What does it even mean, cyberpunk?"
It's a strange question coming from Magdalena Tomkowicz, the narrative designer of Ruiner, a top-down action game that takes place in an anime-inspired, cyberpunk world. It just landed on Steam, PlayStation 4 and Xbox One this week from Polish studio Reikon Games, but fans of gritty sci-fi shooters have been looking forward to this one for months.
The thing is, Tomkowicz and creative director Benedykt Szneider never intended to create a cyberpunk game. They're simply products of the 1980s, pulling inspiration from their favorite childhood stories -- Alien, Die Hard, Ghost in the Shell -- to create something of their own. Tomkowicz is also a former journalist covering emerging technology and consumer trends, and her professional curiosity informed Ruiner's aesthetic far more than any desire to re-create the world of, say, Blade Runner.

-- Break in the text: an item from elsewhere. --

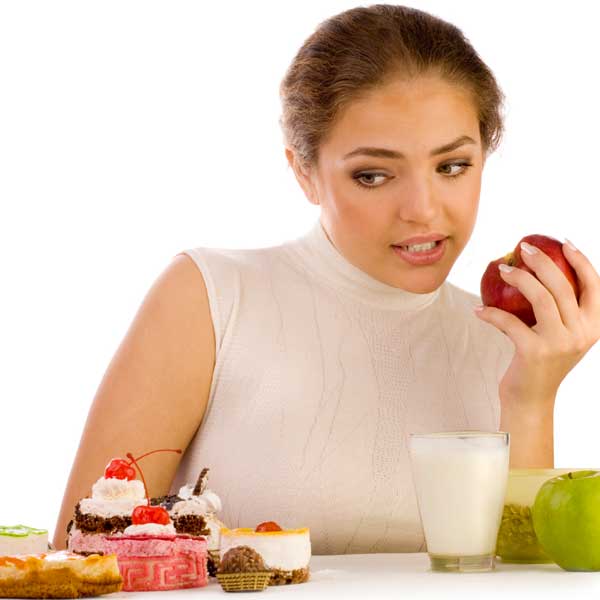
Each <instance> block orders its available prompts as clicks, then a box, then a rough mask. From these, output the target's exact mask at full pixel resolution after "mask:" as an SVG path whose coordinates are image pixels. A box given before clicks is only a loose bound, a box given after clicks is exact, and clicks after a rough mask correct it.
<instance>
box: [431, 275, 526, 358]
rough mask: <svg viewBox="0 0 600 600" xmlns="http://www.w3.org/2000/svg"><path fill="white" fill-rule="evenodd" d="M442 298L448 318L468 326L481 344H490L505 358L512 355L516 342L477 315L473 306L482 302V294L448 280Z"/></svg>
mask: <svg viewBox="0 0 600 600" xmlns="http://www.w3.org/2000/svg"><path fill="white" fill-rule="evenodd" d="M440 300H441V304H442V307H443V310H444V311H445V312H447V313H450V314H448V315H447V318H451V319H455V320H456V321H457V322H462V323H464V324H465V325H467V326H468V331H469V332H470V334H471V335H472V336H474V337H475V338H476V340H475V341H477V342H479V343H480V346H482V347H483V346H484V345H486V346H489V348H490V349H491V350H496V351H497V352H498V353H499V354H500V355H502V357H503V358H504V359H506V358H510V357H512V354H513V352H514V344H513V342H512V340H511V339H510V338H509V337H508V336H507V335H506V334H505V333H504V332H502V331H500V330H499V329H498V328H497V327H495V326H494V325H492V324H490V323H486V322H485V321H482V320H481V319H479V318H478V317H477V315H476V314H475V313H474V311H473V307H474V306H475V305H477V304H481V296H479V295H478V294H474V293H472V292H469V291H467V290H465V289H463V288H460V287H458V286H456V285H454V284H452V283H450V282H449V281H446V282H445V283H444V284H443V286H442V289H441V293H440Z"/></svg>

Besides, the traditional Blade Runner version of cyberpunk -- dense, dark city streets coated in smog and grime, eerily illuminated by walls of neon -- is out of touch with today's reality, according to Szneider and Tomkowicz. This aesthetic made sense in the '80s, but sci-fi is all about extrapolating on current technological and social trends, not clinging to 35-year-old ideas about the future. Blade Runner completely missed the advent of cell phones, after all.
"It's like it's actually a retro-futuristic genre and something that is locked in its bubble," Tomkowicz says.